Hydrogen peroxide (H2O2) is produced predominantly in plant cells

during photosynthesis and photorespiration, and to a lesser extent, in

respiration processes. It is the most stable of the so–called reactive

oxygen species (ROS), and therefore plays a crucial role as a signaling

molecule in various physiological processes. Intra- and intercellular

levels of H2O2 increase during environmental stresses. Hydrogen peroxide

interacts with thiol-containing proteins and activates different signalling

pathways as well as transcription factors, which in turn regulate gene

expression and cell-cycle processes. Genetic systems control cellular

redox homeostasis and H2O2 signaling. In addition to photosynthetic and

respiratory metabolism, the extra cellular matrix (ECM) plays an

important role in the generation of H2O2, which regulates plant growth,

development, acclamatory and defense responses. Most of the knowledge

about H2O2 in plants has been obtained from obligate C3 plants. During

various environmental stresses the highest levels of H2O2 are observed in

the leaf veins.

21

Malondialdehyde

When ROS level reaches above threshold, increased lipid

peroxidation takes place in both cellular and organellar membranes,

which, in turn, have an effect on normal cellular performance. Lipid

peroxidation exacerbates the oxidative stress through production of lipid-

derived radicals that themselves can react with and injure proteins and

DNA. The level of lipid peroxidation has been widely used as an indicator

of ROS mediated break to cell membranes under stressful conditions.

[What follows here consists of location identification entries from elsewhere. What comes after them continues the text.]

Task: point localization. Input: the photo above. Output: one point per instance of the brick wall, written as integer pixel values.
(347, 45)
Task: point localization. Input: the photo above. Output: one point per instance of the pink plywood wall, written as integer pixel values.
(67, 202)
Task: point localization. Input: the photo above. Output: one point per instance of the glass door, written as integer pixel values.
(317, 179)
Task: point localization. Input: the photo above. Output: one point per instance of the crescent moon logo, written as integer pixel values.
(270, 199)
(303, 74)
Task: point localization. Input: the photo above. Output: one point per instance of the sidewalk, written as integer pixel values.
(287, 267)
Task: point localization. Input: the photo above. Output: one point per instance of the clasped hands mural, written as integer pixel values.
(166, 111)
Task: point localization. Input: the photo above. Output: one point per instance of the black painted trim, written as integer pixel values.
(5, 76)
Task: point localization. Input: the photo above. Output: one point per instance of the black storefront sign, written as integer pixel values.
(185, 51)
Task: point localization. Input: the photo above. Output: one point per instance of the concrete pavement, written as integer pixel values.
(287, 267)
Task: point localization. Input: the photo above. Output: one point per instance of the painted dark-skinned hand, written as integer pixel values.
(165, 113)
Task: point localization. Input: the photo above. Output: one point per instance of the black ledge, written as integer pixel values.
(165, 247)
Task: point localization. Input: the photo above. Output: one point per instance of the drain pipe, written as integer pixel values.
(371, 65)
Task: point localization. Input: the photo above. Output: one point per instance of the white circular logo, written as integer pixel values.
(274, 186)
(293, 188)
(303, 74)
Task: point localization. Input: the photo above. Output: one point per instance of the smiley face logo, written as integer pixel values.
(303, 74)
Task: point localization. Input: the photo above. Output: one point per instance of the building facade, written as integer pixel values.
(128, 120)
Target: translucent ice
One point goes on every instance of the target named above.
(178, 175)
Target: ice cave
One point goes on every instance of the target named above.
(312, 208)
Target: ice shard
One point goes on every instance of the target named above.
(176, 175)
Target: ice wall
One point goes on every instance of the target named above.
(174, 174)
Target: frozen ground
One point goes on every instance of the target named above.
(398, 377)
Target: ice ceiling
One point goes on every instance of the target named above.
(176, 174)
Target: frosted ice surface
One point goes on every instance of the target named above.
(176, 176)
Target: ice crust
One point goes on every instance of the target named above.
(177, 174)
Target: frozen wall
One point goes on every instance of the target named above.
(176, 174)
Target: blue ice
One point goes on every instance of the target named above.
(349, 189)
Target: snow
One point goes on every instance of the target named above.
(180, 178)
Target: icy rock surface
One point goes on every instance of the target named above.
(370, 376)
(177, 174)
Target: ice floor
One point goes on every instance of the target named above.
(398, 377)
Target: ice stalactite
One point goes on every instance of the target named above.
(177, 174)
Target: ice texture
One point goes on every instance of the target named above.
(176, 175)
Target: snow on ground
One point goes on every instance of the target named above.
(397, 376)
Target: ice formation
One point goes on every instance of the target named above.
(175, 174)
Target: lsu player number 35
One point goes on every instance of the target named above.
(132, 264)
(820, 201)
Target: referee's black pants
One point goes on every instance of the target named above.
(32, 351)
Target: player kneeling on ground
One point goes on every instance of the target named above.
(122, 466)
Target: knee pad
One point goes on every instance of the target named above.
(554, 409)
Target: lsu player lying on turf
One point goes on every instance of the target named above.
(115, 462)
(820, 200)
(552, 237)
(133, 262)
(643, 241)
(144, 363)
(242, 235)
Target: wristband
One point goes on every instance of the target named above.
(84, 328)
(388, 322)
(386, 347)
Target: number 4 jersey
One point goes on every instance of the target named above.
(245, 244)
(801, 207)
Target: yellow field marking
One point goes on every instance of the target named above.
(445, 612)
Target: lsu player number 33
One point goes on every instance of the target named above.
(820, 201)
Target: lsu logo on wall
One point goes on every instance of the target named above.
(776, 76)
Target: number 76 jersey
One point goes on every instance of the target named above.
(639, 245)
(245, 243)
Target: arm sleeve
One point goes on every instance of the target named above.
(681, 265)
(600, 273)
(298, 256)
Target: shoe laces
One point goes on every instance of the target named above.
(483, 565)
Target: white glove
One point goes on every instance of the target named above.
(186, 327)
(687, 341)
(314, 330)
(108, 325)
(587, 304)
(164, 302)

Increased peroxidation (degradation) of lipids has been reported in plants

growing under environmental stresses. Increase in lipid peroxidation

under these stresses parallels with increased production of ROS.

Malondialdehyde (MDA) is one of the final products of peroxidation of

unsaturated fatty acids in phospholipids and is responsible for cell

membrane damage.

Salinity stress results in too much generation of ROS. High salt

concentrations lead to overproduction of the ROS- O2•−, •OH, H2O2, and

1O2 by injury of the cellular electron transport within different

subcellular compartments such as chloroplasts and mitochondria, as

well as from induction of metabolic pathways such as photorespiration.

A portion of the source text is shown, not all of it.